Lois Weinthal is Chair of the School of Interior Design at Ryerson University in Toronto, Canada. Her research and practice investigates the relationship between architecture, interiors, clothing and objects, resulting in works that take on an experimental nature. Her teaching explores these topics where theoretical discussions in seminars are put into practice in the design studio. She is the editor of Toward a New Interior: An Anthology of Interior Design Theory, and co-editor of After Taste: Expanded Practice in Interior Design with Kent Kleinman and Joanna Merwood-Salisbury, both published by Princeton Architectural Press, and most recently, co-editor with Graeme Brooker on the Handbook of Interior Architecture and Design published by Berg Publishers. She has received grants from the Graham Foundation, Fulbright, and DAAD and has exhibited and lectured nationally and internationally. Previously she was Director of the Interior Design Program at Parsons School of Design and Graduate Advisor for the Master of Interior Design Program at The University of Texas at Austin. She studied architecture at Cranbrook Academy of Art and the Rhode Island School of Design.


Susan Yelavich

An Assistant Professor in the School of Art and Design History and Theory at Parsons School of Design, Susan Yelavich has expertise in contemporary architecture and design. Her research focuses on design and culture, including a recent exploration of the relationship between architecture and textiles.  |  The author of Contemporary World Interiors, Pentagram Profile, co-author of Inside Design Now and author of Design for Life and The Edge of the Millennium, Ms.
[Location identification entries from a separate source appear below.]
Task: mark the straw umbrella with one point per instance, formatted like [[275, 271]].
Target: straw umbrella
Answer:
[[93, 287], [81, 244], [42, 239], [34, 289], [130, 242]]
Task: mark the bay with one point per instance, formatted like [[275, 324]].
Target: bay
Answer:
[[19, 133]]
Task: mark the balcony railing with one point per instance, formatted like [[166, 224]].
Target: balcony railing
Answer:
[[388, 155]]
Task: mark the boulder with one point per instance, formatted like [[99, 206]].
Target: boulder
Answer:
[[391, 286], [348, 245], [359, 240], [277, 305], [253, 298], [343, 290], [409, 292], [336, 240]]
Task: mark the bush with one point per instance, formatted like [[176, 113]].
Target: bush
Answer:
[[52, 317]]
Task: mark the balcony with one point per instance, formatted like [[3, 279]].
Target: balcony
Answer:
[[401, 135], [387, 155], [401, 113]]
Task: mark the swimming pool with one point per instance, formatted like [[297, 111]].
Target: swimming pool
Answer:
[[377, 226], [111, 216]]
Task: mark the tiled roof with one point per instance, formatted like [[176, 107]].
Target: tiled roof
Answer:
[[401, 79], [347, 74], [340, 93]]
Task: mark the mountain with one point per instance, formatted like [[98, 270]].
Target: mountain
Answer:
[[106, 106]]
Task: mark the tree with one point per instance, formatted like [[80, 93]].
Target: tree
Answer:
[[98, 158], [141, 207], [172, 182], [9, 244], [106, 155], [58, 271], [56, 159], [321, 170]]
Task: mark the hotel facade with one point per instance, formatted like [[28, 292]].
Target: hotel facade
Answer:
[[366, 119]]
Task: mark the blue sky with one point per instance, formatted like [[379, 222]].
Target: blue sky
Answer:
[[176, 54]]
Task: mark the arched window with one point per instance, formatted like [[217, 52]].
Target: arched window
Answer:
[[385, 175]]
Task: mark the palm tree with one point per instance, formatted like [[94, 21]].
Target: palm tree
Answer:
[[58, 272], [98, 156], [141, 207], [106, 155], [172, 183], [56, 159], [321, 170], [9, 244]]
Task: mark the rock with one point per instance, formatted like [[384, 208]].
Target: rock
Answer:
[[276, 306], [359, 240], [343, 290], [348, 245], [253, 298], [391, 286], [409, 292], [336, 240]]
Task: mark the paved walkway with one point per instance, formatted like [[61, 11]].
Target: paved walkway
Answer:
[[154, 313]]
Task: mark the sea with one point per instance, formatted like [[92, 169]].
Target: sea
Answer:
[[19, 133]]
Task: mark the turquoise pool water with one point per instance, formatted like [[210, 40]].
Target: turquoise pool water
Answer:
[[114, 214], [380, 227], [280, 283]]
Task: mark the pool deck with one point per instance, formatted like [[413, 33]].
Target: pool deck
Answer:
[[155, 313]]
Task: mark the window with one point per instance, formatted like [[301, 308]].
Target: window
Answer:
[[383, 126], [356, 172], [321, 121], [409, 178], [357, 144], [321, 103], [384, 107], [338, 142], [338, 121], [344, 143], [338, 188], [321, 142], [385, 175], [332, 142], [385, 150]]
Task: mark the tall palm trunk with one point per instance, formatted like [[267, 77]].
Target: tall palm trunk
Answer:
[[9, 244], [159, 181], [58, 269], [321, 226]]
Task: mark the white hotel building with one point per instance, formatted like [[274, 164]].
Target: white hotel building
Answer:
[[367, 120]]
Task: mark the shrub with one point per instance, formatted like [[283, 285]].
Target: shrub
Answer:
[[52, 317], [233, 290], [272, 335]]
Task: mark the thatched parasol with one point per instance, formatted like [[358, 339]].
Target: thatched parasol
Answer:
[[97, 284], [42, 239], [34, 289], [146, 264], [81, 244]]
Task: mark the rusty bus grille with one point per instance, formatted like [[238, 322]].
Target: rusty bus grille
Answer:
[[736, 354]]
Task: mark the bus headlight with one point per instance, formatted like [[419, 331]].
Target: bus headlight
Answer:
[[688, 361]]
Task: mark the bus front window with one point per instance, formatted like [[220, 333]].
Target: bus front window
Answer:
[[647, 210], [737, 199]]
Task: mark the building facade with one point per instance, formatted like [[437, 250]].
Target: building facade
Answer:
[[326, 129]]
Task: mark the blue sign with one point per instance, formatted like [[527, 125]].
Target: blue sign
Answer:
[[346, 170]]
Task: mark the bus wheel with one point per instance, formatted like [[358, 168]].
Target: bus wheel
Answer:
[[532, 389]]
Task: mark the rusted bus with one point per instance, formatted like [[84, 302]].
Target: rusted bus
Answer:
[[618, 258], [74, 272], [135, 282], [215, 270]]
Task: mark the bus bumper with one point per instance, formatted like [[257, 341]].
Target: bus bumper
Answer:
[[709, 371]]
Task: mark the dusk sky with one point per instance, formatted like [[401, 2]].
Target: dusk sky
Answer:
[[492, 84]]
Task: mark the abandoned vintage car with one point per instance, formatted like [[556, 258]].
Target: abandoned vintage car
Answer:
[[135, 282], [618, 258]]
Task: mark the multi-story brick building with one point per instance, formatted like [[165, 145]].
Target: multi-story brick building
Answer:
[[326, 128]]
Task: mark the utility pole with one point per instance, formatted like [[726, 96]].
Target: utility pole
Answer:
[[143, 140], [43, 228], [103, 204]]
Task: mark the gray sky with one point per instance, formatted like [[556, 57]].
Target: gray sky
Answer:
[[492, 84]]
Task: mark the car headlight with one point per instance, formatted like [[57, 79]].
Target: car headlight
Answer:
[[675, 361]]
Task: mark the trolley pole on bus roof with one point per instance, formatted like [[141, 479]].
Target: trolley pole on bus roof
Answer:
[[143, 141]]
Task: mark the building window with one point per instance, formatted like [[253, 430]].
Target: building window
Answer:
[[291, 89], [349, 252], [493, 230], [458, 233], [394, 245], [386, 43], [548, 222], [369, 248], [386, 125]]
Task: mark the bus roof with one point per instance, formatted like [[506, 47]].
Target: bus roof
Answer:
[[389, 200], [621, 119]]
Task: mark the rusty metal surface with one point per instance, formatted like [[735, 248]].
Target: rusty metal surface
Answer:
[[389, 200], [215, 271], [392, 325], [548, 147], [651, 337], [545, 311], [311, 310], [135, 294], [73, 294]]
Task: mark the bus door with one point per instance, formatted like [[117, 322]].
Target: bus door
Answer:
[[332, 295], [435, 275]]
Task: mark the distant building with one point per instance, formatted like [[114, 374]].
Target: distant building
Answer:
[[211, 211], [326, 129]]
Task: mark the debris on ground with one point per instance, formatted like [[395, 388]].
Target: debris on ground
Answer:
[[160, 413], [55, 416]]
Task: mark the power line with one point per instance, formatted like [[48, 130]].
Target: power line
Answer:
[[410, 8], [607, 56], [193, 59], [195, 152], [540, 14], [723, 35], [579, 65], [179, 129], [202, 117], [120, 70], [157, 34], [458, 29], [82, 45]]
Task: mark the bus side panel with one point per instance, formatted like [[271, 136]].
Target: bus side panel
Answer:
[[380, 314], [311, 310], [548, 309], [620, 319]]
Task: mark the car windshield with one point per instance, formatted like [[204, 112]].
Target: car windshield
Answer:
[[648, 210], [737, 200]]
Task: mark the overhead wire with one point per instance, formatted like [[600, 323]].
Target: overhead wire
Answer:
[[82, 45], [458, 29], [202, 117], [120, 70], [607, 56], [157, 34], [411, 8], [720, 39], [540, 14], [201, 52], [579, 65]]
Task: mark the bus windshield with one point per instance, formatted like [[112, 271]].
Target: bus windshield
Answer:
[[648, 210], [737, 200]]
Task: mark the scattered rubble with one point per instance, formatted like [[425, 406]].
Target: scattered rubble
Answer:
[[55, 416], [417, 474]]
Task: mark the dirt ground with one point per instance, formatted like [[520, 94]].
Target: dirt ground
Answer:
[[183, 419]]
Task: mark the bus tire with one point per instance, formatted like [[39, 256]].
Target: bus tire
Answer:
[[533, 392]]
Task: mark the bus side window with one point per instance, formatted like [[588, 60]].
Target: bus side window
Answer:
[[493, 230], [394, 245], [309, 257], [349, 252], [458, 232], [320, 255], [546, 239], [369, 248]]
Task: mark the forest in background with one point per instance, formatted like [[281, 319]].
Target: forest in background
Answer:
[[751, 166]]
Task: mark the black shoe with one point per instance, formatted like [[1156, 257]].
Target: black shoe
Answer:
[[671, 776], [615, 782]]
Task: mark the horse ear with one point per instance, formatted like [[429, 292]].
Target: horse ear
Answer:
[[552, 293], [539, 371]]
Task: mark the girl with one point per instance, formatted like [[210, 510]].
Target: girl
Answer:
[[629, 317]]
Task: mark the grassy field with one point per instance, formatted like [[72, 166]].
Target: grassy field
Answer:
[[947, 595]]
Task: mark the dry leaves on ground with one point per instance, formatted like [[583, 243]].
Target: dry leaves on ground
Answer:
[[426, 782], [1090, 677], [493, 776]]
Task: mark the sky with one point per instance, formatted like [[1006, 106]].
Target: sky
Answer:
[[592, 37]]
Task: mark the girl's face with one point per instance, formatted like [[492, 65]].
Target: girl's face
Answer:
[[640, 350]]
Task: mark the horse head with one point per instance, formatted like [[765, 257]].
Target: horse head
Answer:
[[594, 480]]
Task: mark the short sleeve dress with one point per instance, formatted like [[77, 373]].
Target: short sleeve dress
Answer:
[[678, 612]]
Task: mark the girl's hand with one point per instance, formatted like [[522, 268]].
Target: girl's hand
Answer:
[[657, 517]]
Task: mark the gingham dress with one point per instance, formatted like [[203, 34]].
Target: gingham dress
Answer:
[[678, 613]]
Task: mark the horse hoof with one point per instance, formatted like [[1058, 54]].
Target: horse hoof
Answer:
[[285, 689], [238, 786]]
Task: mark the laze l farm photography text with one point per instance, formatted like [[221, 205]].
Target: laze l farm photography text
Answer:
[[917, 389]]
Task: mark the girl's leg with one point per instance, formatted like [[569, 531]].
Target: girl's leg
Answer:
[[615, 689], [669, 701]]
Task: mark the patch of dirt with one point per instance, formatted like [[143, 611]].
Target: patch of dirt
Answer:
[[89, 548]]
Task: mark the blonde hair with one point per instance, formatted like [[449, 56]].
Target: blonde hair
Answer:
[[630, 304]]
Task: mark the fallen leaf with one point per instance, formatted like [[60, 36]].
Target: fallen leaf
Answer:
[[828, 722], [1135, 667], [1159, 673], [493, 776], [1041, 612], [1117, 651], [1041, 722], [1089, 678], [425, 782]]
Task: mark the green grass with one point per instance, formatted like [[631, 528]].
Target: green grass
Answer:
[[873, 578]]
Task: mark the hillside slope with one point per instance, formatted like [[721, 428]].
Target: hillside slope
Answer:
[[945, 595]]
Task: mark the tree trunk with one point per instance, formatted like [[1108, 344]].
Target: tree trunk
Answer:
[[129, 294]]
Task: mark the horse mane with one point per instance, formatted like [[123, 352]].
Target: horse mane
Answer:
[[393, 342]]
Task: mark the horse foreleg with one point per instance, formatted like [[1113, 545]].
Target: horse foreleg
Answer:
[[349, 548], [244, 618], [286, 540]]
Yelavich has also contributed essays to numerous books, including Animal Logic and Ted Muehling: A Portrait by Don Freeman. |  She lectures and writes frequently about design, and is a contributing editor of Patek Philippe International Magazine.  |  Ms. Yelavich is the former Assistant Director for Public Programs at Cooper-Hewitt, National Design Museum.  |  A graduate of Brown University and Cranbrook Academy of Art, Ms. Yelavich is also a Fellow of the American Academy in Rome.